Several studies have previously used automated segmentation procedures to assess caudate atrophy in both gene-positive participants not yet manifesting symptoms (pre-HD) and symptomatic HD cohorts cross-sectionally (17, 18) and longitudinally (11, 12, 19–21); few studies have cross-sectionally compared different automated tools with manual delineation of the caudate (22–25), but none have assessed the impact of baseline segmentation algorithm on longitudinal measures of change.

The aim of the current study was therefore to apply four different automated tools to the same imaging data from a cohort of controls and early HD participants and compare this with manually delineated caudates at baseline. Additionally, we investigated the Boundary Shift Integral (BSI) (26) a technique previously utilized in HD to measure longitudinal volumetric change in the caudate (cBSI) (27). The cBSI is a semi-automated technique, requiring a baseline caudate region per subject as an input. Currently this baseline region is generated by manual delineation. We compared the cBSI measure of change generated by manual caudate region with that produced by our four automated tools to determine how variability in baseline segmentation impacts this measure of change. This could potentially inform future use of automated segmentation tools and application in longitudinal datasets assessing caudate atrophy.

Materials and Methods

Participants

Participants were recruited from four sites (London, Leiden, Paris and Ulm) of the observational 3T MRI neuroimaging Work Package 2 (WP2) PADDINGTON study (Pharmacodynamic Approaches to Demonstration of Disease-modification in Huntington’s Disease by SEN0014196). Participants attended MRI scanning and clinical visits which included motor, cognitive and neuropsychiatric testing at baseline, 6 and 15 months from 2011 to 2013. Inclusion criteria have been published previously (28). Briefly, early HD participants (with CAG ≥ 39) were within stage 1 of the disease as defined by UHDRS Total Functional Capacity (TFC) ≥11. Disease burden (a measure of disease progression) can be calculated from age and CAG repeat length (29). Controls were spouses, partners or gene negative siblings. Participants were between 18 and 65 years of age, free from major psychiatric and concomitant neurological disorders and not participating in a clinical drug trial and able to tolerate and safely undergo MRI. The study was approved by the local ethics committees and written informed consent was obtained from each participant.

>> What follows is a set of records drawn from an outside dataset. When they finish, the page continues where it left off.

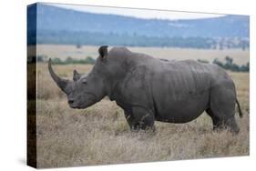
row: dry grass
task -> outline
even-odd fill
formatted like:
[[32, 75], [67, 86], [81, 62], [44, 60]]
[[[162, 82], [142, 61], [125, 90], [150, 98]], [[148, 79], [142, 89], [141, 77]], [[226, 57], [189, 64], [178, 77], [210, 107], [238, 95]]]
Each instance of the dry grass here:
[[[74, 68], [88, 72], [91, 65], [55, 65], [71, 77]], [[241, 132], [213, 132], [203, 114], [188, 124], [156, 122], [156, 132], [131, 133], [123, 111], [105, 98], [84, 110], [69, 108], [65, 95], [50, 78], [46, 65], [38, 65], [38, 167], [90, 166], [249, 155], [249, 74], [230, 73], [237, 86], [244, 113], [237, 121]]]

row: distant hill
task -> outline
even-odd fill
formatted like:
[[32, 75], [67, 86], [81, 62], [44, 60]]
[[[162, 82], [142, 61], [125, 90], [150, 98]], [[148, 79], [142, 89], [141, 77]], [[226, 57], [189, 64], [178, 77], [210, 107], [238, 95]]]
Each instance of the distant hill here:
[[[127, 39], [131, 40], [124, 42], [124, 45], [141, 44], [147, 46], [145, 42], [139, 42], [147, 38], [150, 39], [149, 42], [154, 39], [157, 44], [165, 42], [158, 39], [173, 37], [249, 37], [249, 16], [245, 15], [189, 20], [140, 19], [79, 12], [39, 3], [30, 5], [28, 21], [33, 22], [35, 8], [37, 8], [37, 43], [115, 45], [120, 44], [121, 39], [128, 37]], [[28, 28], [28, 32], [31, 32], [31, 29]], [[30, 43], [28, 40], [28, 44]], [[169, 46], [169, 44], [162, 45]]]

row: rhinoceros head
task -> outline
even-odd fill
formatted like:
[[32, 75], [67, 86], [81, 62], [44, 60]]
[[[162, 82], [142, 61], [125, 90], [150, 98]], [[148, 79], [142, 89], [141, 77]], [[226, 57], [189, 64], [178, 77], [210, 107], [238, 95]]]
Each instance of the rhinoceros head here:
[[[107, 55], [108, 46], [101, 46], [98, 52], [99, 59], [97, 63], [102, 62]], [[106, 96], [106, 78], [95, 67], [88, 75], [81, 75], [74, 70], [72, 81], [55, 74], [51, 59], [48, 62], [48, 69], [56, 84], [67, 96], [68, 105], [72, 108], [87, 108]]]

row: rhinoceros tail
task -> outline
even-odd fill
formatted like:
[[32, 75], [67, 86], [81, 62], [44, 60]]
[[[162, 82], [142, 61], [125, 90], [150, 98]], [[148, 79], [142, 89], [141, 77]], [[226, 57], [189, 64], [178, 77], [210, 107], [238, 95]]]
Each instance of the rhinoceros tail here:
[[238, 99], [236, 99], [236, 103], [237, 103], [237, 105], [238, 105], [238, 109], [239, 109], [239, 116], [240, 116], [240, 117], [242, 117], [242, 112], [241, 112], [241, 106], [240, 106], [240, 103], [239, 103], [239, 101], [238, 101]]

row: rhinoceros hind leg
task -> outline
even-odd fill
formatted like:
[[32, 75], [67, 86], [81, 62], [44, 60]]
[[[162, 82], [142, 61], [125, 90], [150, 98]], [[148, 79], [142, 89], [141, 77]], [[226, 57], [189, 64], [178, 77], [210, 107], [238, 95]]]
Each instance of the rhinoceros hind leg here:
[[212, 119], [213, 130], [230, 129], [239, 133], [235, 120], [235, 94], [231, 89], [216, 87], [211, 90], [210, 108], [206, 110]]

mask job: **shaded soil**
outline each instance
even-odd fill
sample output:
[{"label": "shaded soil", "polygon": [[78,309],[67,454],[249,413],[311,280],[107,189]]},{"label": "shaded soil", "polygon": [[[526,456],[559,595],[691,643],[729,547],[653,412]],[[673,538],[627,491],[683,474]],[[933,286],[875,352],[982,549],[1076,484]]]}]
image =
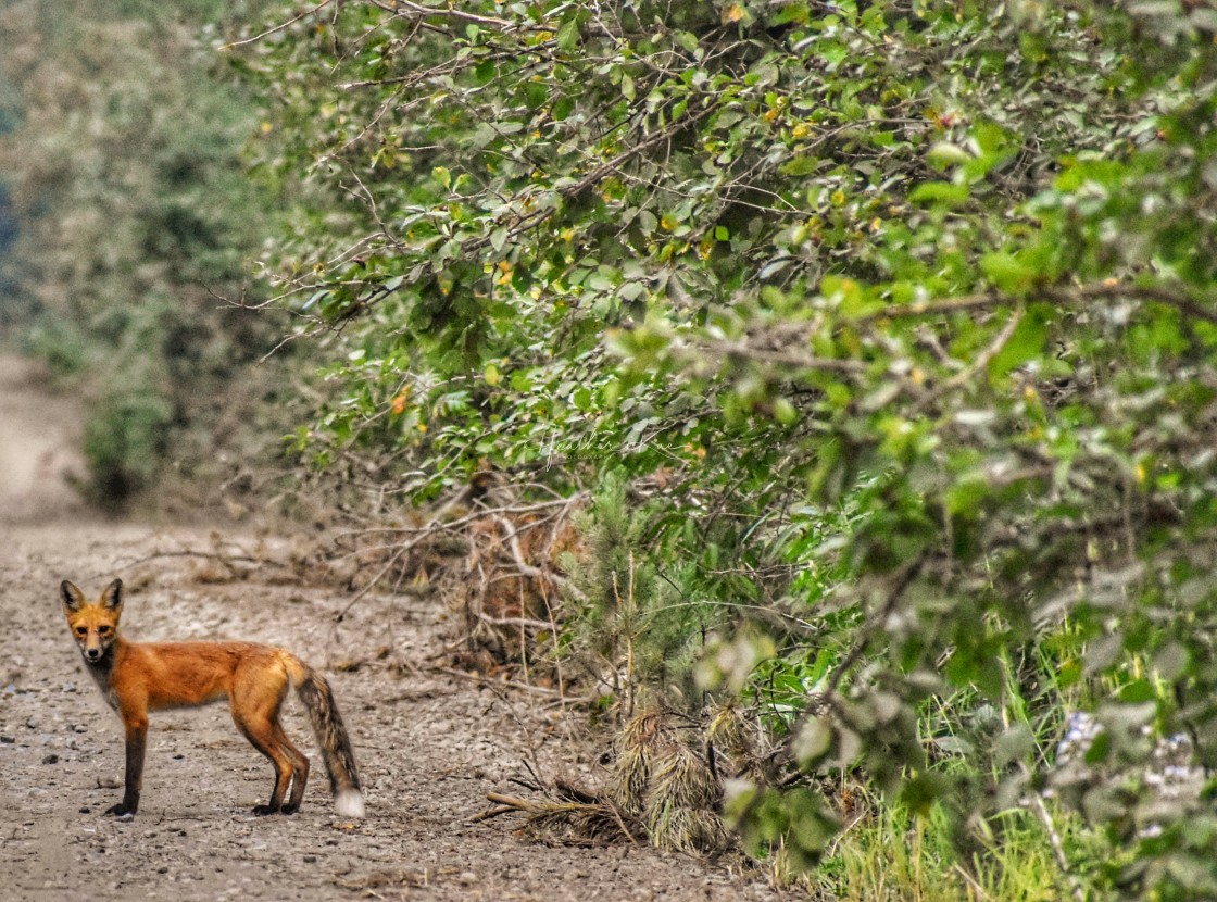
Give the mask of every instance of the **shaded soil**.
[{"label": "shaded soil", "polygon": [[[232,573],[219,540],[288,559],[288,539],[95,517],[65,475],[79,471],[77,411],[27,364],[0,358],[0,898],[12,900],[762,900],[763,880],[643,846],[546,847],[515,816],[477,822],[488,790],[526,775],[587,774],[570,723],[546,699],[430,670],[441,600],[369,595],[341,624],[343,593]],[[84,672],[56,596],[128,583],[131,639],[243,638],[321,668],[350,728],[368,797],[357,824],[333,814],[299,705],[286,728],[314,762],[304,807],[256,818],[269,764],[224,705],[153,715],[140,813],[102,812],[122,790],[122,729]],[[305,576],[304,582],[308,582]]]}]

For the current study a subset of the 3T MRI baseline imaging data from 35 controls and 46 early HD participants were included for analysis retrospectively as they had passed initial quality control (i.e., no gross MRI artifacts) and were processed using automated caudate segmentation tools. Imaging data for the same participants were obtained at 15 months post baseline for the longitudinal analysis.

Data Acquisition

3T MRI data was acquired based on protocols standardized for multi-site use (10). High-resolution three-dimensional T1-weighted structural scans were acquired on a Phillips Achieva (Leiden) and three Siemens scanners: Tim trio (London), Verio (Paris), Allegra (Ulm). In brief, for T1-weighted scans three- dimensional magnetization-prepared rapid gradient echo (MP-RAGE) protocols were used to acquire contiguous sagittal slices with 1 mm (London, Paris, Leiden) and 1.1 mm (Ulm) slice thickness, with no inter-slice gap, giving full brain coverage. The Philips parameters were TR= 7.7 ms, TE=3.5 ms, FOV= 24 cm, matrix size =224 × 224,164. For Siemens scanners TR=229 ms, TE 2.2 ms (2.81 for Ulm), FOV=28 cm, Matrix=256 × 256, 208. Quality checks of imaging data was undertaken by UCL Institute of Neurology, London (UK), to ensure compliance with relevant acquisition protocols, minimal artifacts (e.g., movement) and sufficient tissue contrast for analysis. Rescans were undertaken where necessary.

Data Analysis

T1-weighted baseline scans were processed using five different segmentation methods using standardized procedures:

• Manual delineation as part of the PADDINGTON standard operating procedure (SOP) using in-house MIDAS (Medical information Display and Analysis System) software, as described previously (26, 27).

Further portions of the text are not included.